Afirmando que recebe “anualmente vários pedidos de informação” de consumidores “no que respeita à facturação dos vários serviços cobrados na factura da água”, a Deco defende que “a ERSAR deve ter poderes que lhe permitam agir de modo independente na regulação tarifária, no seguimento das comissões de acompanhamento aos contratos de concessão, públicos ou privados, e na publicação do Regulamento Tarifário para os Serviços de Água e Saneamento”. “É necessária a harmonização tarifária que garanta a acessibilidade económica a todos os cidadãos.”

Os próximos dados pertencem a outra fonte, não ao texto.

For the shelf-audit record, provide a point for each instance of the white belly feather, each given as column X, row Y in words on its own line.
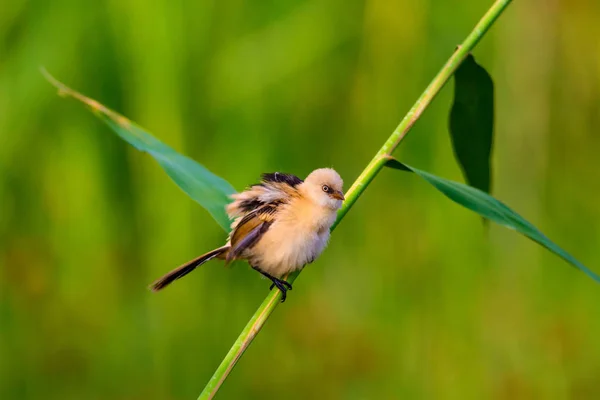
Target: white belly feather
column 289, row 244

O PÚBLICO enviou perguntas à ERSAR, nomeadamente sobre o novo Regulamento Tarifário dos Serviços de Água, em fase de consulta prévia, mas não obteve resposta em tempo útil. Alfeu Sá Marques lembra que “mais de 99% da população nacional está ligada a uma rede de água segura e cerca de 93% a uma rede de esgotos” e diz também que a qualidade da água que nos sai das torneiras é “muito boa”. “A água é o serviço mais barato que temos, quando comparado com o preço da electricidade ou das comunicações, e a maior parte da população não tem isso presente.” Não ajuda o facto de as facturas serem “de leitura horrorosa”, acrescenta. No seu site, a Deco Proteste tem um artigo que ajuda a ler a factura.